Re: select on 22 GB table causes "An I/O error occured while sending to the backend." exception

"Scott Marlowe" <scott.marlowe@xxxxxxxxx> · Thu, 28 Aug 2008 16:42:47 -0600

On Thu, Aug 28, 2008 at 2:29 PM, Matthew Wakeling <matthew@xxxxxxxxxxx> wrote:

> Another point is that from a business perspective, a database that has
> stopped responding is equally bad regardless of whether that is because the
> OOM killer has appeared or because the machine is thrashing. In both cases,
> there is a maximum throughput that the machine can handle, and if requests
> appear quicker than that the system will collapse, especially if the
> requests start timing out and being retried.

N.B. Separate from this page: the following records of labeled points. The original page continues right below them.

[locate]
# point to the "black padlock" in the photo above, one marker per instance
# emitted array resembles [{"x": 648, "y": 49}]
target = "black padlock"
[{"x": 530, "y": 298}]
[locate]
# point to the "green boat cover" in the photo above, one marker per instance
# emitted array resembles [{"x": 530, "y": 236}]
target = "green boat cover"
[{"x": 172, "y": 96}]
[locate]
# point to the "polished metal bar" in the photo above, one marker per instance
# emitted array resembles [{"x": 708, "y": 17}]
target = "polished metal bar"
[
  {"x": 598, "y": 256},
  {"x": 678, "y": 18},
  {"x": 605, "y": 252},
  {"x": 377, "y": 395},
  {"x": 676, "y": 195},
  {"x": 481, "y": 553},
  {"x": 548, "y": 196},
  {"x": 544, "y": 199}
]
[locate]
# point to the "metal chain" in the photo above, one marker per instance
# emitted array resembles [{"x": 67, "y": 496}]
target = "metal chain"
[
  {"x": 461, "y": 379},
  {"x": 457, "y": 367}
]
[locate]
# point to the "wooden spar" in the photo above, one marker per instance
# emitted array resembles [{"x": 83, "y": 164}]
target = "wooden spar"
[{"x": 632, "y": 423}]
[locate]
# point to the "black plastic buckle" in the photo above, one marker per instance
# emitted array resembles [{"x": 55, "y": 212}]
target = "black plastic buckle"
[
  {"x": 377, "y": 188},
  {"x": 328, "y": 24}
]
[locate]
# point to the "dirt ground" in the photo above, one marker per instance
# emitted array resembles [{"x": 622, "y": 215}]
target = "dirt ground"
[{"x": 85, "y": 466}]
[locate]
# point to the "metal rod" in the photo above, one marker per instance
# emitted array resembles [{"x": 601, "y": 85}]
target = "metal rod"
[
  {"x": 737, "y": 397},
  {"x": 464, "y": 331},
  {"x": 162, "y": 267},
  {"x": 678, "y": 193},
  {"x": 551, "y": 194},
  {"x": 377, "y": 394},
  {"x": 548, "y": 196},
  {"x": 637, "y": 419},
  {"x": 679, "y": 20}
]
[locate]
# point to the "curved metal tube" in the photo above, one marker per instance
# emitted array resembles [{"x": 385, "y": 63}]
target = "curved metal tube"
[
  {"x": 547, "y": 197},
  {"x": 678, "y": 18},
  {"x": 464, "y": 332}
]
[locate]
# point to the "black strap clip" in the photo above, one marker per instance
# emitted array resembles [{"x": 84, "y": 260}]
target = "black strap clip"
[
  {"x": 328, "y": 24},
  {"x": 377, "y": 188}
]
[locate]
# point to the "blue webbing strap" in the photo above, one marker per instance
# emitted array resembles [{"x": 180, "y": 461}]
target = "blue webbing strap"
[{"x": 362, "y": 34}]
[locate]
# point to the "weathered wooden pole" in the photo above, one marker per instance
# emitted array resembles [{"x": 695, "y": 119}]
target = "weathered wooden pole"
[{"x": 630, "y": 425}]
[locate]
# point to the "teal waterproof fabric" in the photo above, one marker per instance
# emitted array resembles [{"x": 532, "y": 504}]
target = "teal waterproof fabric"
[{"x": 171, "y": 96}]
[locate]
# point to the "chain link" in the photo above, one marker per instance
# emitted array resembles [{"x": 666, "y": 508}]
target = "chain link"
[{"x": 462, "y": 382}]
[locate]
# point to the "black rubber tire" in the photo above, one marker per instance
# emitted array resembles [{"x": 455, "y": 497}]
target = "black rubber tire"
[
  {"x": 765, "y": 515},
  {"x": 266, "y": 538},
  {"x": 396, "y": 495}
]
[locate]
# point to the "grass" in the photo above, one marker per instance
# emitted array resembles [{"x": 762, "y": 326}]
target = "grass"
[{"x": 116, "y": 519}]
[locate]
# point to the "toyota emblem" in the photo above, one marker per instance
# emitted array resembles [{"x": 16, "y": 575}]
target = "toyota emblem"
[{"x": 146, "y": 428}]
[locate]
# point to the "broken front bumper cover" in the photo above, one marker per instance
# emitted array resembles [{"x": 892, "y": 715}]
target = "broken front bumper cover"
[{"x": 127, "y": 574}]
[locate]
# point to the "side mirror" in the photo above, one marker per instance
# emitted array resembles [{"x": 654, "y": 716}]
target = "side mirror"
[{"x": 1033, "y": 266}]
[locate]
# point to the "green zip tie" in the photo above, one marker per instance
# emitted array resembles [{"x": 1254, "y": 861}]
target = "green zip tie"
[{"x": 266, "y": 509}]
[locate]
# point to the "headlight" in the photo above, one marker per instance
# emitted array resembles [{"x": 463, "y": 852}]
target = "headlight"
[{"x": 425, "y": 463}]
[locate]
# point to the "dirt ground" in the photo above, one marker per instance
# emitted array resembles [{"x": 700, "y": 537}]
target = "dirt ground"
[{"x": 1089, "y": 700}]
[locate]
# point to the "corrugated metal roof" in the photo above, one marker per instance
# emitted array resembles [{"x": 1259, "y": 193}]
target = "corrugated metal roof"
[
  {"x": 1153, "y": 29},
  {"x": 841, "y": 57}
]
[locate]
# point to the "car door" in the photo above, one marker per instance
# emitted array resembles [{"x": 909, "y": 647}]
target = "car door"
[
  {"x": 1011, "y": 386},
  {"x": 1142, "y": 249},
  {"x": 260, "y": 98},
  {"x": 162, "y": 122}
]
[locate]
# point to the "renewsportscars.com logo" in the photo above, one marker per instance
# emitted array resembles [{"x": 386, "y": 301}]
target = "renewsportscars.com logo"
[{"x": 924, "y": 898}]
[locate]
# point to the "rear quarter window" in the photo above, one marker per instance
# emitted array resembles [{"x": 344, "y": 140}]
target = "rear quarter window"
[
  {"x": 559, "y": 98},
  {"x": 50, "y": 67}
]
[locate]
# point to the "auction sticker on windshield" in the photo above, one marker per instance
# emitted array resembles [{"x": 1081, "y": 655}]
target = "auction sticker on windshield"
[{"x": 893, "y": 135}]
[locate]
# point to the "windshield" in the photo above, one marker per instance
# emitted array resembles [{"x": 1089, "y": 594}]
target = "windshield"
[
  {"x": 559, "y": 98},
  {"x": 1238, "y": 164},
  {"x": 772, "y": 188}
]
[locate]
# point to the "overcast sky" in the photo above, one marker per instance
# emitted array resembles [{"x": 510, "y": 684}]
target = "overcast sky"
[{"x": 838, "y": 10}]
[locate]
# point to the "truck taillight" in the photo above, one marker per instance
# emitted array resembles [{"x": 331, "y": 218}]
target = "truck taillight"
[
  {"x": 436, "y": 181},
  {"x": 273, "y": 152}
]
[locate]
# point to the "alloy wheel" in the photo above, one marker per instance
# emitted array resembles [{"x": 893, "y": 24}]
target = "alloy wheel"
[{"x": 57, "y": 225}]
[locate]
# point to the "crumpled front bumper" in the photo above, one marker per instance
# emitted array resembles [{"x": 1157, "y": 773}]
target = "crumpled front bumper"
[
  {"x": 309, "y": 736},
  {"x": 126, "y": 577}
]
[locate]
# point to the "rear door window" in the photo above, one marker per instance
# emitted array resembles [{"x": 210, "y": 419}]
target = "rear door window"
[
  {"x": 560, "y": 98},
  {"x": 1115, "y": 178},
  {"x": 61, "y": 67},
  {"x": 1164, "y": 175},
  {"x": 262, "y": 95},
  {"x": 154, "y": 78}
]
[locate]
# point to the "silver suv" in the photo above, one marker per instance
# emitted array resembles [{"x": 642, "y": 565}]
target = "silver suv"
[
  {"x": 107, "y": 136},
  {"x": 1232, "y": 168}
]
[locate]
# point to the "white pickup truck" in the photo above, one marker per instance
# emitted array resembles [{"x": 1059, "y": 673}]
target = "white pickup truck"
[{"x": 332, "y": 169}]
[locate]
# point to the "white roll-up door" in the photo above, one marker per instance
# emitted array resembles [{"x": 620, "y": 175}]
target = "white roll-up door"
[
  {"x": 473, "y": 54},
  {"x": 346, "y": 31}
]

But there's a HUGE difference between a machine that has bogged down
under load so badly that you have to reset it and a machine that's had
the postmaster slaughtered by the OOM killer.  In the first situation,
while the machine is unresponsive, it should come right back up with a
coherent database after the restart.

OTOH, a machine with a dead postmaster is far more likely to have a
corrupted database when it gets restarted.

> Likewise, I would be all for Postgres managing its memory better. It would
> be very nice to be able to set a maximum amount of work-memory, rather than
> a maximum amount per backend. Each backend could then make do with however
> much is left of the work-memory pool when it actually executes queries. As
> it is, the server admin has no idea how many multiples of work-mem are going
> to be actually used, even knowing the maximum number of backends.

Agreed.  It would be useful to have a cap on all work_mem, but it
might be an issue that causes all the backends to talk to each other,
which can be really slow if you're running a thousand or so
connections.